Paeonol ameliorates ferroptosis and inflammation in chondrocytes through AMPK/Nrf2/GPX4 pathway

Introduction Chondrocyte ferroptosis is an important component of the pathogenesis of osteoarthritis. Paeonol, the main pharmacologically active ingredient of the Paeonia suffruticosa Andrews, is a natural radical scavenger with potent biological activities, including antioxidant, anti-inflammatory, and cartilage protection effects. However, the molecular mechanisms underlying its role in regulating chondrocytes ferroptosis remain unclear. Methods To investigate the effect of paeonol on ferroptosis and inflammation of chondrocytes through interleukin-1β (IL-1β), the proliferation activity, lipid peroxidation level, endogenous antioxidant capacity, and mitochondrial membrane potential of chondrocytes were evaluated in detail. Intracellular ferrous ion concentration was detected by FerroOrange fluorescent probe staining. Western blotting and immunofluorescence staining were used to detect biomarker proteins of ferroptosis, inflammation, and AMPK/Nrf2/GPX4 signaling pathway proteins.
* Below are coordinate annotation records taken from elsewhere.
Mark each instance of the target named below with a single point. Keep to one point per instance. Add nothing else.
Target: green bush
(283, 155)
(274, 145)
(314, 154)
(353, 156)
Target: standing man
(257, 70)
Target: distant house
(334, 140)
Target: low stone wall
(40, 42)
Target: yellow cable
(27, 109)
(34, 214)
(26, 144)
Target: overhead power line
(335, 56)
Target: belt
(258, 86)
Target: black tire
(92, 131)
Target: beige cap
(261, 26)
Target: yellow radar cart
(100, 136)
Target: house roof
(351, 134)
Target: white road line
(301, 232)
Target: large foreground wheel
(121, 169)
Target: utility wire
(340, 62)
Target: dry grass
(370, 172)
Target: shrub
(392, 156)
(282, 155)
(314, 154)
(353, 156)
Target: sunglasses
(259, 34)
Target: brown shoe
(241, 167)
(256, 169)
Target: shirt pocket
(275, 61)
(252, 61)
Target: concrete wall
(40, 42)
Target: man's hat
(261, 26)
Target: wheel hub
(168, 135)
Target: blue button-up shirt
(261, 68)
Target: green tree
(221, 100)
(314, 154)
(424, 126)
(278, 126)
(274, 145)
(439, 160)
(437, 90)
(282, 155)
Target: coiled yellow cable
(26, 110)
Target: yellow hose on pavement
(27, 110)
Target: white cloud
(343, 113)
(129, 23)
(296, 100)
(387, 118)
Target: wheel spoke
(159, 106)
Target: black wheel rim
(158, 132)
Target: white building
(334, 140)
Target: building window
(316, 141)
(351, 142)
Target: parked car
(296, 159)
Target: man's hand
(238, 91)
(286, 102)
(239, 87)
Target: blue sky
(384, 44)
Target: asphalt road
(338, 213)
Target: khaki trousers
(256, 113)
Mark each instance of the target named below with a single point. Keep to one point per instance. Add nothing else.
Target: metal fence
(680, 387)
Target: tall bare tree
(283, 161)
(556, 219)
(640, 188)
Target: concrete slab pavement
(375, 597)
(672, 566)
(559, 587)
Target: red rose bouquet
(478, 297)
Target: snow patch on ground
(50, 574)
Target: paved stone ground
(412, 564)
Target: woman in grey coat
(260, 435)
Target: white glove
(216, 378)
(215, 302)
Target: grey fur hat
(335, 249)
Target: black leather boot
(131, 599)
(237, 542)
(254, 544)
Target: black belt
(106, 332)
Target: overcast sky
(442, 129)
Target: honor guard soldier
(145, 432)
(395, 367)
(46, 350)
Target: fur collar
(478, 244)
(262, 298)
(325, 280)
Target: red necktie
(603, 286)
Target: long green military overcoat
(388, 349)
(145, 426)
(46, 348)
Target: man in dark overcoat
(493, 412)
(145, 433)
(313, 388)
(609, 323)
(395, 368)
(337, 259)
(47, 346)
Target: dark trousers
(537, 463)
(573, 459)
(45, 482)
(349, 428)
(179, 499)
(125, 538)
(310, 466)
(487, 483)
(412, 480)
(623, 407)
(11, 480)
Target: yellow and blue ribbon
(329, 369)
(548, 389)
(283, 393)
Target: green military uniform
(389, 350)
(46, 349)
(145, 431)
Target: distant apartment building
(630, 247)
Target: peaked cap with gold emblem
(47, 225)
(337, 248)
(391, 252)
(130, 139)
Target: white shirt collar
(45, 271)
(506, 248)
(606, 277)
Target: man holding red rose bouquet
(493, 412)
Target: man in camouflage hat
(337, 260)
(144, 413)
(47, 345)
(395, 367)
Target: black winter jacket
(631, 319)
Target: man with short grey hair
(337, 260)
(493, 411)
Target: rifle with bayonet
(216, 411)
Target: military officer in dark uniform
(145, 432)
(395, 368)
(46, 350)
Results The results showed that paeonol significantly depressed IL-1β-induced ferroptosis and inflammation in chondrocytes. Specifically, paeonol protects cell viability, reduces lipid peroxidation damage, maintains mitochondrial function, and inhibits pro-ferroptosis and pro-inflammation biomarker proteins. In addition, the anti-inflammatory ability of paeonol was partially inhibited after the addition of ferroptosis agonist erastin, suggesting that paeonol protects against inflammatory injury in part by inhibiting ferroptosis. Further studies showed that paeonol activated AMPK phosphorylation and promoted Nrf2 nuclear translocation and Keap1 degradation. Finally, the AMPK-Nrf2-GPX4 signaling pathway was confirmed to be the underlying mechanism of paeonol against ferroptosis by the simultaneous use of the AMPK agonist and Nrf2 inhibitor. Conclusion These results indicate that paeonol significantly inhibits IL-1β-induced ferroptosis and inflammation in chondrocytes, and the underlying mechanism of paeonol against ferroptosis is partly through the AMPK/Nrf2/GPX4 axis.